Suppose $C$ is a curve of genus $g$. Let $K$ be a canonical divisor on $C$, let $n\geq 3$ be an integer, and let $C\to\mathbb{P}^N$ be the map determined by the linear system $|nK|$, where $N$ can be determined by a Riemann Roch calculation. In this question, the selected answer proves why the degree of the image of $C$ is $n\deg K$. I have a couple of questions about the answer.
- By definition, the degree of $C$ is the intersection number of $C$ with a hyperplane $H$. The author writes that this is equivalent to the degree (as a divisor on $C$) of the restriction of the hyperplane to $C$. Why is this so?

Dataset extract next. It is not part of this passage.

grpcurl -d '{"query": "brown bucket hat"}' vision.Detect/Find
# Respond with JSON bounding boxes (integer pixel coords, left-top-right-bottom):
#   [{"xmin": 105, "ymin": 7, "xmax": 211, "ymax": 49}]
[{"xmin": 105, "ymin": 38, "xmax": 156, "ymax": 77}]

- In terms of invertible sheaves, a hyperplane $H$ corresponds to $\mathcal{O}(1)$, and "it's restriction to $C$ is by construction $nK$". Why is the part in quotations here true?
EDIT: For 2, if we call our map $f$, is this just saying that we have $\mathcal{O}_C(nK)=f^*\mathcal{O}_{\mathbb{P}^N}(1)$ and calling the pullback a "restriction" even if $f$ isn't a literal inclusion?
Let $C$ be a smooth curve over an algebraically closd field, and suppose we have some closed immersion $C\hookrightarrow \Bbb P^n$. If $D$ is a hypersurface in $\Bbb P^n$, then the intersection multiplicity of $D$ and $C$ at some point $c\in C$ is equal to the valuation of a local equation for $D$ in the local ring $\mathcal{O}_{C,c}$, because $\mathcal{O}_{C,c}$ is a DVR. On the other hand, this quantity is exactly the multiplicity of $D\cap C$ as a divisor on $C$ at the point $c$. Summing over all closed points, we have the result.
Yes, you're exactly correct. If we have a map $f$ from $X$ to $\Bbb P^n$ given by some sections of some base-point free line bundle $\mathcal{L}$, then $f^*\mathcal{O}(1)\cong\mathcal{L}$ by construction.